Rogers’ exhibition title, “Woods Cross Roads,” is the original name of the street where the artist grew up. The street’s name was later changed, and Rogers’ parents have since moved to another part of town.

Still, Rogers maintains a connection to his boyhood home: a farmhouse accompanied by barns and sheds, surrounded by an expanse of horse-grazed acreage. For Rogers, it was a place of work and play, construction and invention. It was a place that, by virtue of its interrelated but discrete spaces, offered him some perspectives on perspective.

On the farm, a head’s tilt was like a turn of phrase. The defunct street name “Woods Cross Roads” could declare the impossibility of ambulating trees, alluding to Tolkien’s plodding Ents or the Weird Sister’s omen of Birnam Wood. It might also poetically describe the material and structure of a stretcher-bar support.
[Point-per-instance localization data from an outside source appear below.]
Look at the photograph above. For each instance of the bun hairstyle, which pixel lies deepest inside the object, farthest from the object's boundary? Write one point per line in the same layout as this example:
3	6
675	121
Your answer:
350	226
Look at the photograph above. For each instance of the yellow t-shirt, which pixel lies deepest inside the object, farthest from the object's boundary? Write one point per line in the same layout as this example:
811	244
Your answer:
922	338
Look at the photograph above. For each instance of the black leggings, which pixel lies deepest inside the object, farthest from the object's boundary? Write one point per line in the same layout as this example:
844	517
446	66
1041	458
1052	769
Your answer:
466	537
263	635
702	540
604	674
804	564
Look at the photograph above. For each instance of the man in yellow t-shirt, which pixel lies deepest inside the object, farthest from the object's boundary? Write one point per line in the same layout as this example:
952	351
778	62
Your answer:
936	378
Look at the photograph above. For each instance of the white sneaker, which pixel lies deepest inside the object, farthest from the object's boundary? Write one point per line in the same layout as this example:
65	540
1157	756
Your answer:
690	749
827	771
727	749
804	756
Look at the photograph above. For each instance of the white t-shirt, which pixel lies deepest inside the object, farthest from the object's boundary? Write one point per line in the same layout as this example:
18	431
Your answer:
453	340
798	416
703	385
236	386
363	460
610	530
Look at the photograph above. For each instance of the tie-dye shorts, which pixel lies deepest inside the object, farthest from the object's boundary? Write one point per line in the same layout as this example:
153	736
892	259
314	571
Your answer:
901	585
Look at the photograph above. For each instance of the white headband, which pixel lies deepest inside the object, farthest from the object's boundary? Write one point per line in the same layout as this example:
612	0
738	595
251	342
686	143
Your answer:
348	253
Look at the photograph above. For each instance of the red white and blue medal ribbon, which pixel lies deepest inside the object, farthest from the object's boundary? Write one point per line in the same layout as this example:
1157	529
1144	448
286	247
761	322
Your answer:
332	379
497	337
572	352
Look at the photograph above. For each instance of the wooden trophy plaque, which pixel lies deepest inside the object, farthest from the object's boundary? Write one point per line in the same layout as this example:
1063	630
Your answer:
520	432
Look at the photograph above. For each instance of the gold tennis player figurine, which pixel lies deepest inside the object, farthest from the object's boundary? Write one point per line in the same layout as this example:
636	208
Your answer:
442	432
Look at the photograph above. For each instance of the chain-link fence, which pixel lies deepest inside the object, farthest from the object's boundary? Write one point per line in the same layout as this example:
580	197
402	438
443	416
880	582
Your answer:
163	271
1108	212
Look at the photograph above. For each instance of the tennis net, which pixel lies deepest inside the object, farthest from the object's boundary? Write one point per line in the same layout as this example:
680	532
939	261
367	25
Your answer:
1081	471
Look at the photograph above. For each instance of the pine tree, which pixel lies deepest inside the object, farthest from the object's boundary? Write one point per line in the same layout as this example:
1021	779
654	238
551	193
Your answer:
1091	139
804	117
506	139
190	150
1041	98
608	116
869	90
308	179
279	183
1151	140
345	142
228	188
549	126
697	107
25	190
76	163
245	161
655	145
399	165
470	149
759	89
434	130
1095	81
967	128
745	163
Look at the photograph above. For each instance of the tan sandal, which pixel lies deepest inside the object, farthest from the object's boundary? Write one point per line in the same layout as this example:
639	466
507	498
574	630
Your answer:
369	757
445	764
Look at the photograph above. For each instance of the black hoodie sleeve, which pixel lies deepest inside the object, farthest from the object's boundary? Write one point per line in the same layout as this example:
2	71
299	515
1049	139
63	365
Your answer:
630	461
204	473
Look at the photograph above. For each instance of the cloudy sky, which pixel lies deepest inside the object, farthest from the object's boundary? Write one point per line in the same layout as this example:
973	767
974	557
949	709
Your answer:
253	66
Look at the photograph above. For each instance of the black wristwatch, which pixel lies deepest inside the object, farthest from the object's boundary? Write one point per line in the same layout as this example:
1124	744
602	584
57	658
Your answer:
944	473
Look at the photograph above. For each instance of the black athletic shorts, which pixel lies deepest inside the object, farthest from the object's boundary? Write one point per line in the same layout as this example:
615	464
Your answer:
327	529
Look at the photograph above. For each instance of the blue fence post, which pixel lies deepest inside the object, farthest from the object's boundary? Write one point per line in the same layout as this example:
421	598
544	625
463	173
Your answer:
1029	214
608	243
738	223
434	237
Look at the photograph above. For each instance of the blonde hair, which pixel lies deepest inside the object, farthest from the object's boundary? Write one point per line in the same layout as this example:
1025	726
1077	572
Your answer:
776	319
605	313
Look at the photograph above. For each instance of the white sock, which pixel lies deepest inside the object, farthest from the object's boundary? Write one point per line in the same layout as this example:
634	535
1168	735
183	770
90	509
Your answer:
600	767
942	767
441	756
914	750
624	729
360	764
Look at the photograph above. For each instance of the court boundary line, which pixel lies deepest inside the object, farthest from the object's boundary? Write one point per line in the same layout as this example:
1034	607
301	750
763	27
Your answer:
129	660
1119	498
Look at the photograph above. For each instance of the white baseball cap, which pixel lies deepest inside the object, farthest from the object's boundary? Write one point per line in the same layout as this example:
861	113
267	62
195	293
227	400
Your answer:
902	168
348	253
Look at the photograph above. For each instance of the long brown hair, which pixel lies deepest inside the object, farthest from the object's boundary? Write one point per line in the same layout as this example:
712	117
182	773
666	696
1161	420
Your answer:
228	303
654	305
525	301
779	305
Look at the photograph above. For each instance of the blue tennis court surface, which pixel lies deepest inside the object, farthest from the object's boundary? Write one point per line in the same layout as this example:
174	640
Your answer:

Like with “Woods Cross Roads,” Rogers’ works are oddly declarative and non-specific; they remain frozen in a present-tense while suggesting plurality and the transience of all things and places. Even his titles—S. City on the Slide (2010), Making Cheer (2010), Fixing Old Faithful (2009)—remind us of this zone where things are happening, being made, and breaking down all at once; an ecology and world-view that is dynamic, destructive, and creative in equal measure.

Rogers’ paintings conflate observed, found, and imagined places, people, and things within the strictures of a given field. Despite and through visual incongruities, repeats, glitches, blurs, and stops, Rogers explicitly asserts that these are constructed worlds. Whether from the promiscuous well of a Google image-search, the soaring, panoptic gaze of satellite captures, or the patterns of his own imagination, the worlds rallied into Rogers’ paintings avow the reign, ruin, and reinvention engendered by and through representation.

Rogers will often provide us with little ways to traverse his designs, whether via depictions of steps and ladders or Halley-esque “conduits” burrowing through the picture plane. Of course, these guides are somewhat absurd given the multiplexes he presents. With so many ways of seeing, how can any passage be trusted as but yet another fragment in flux?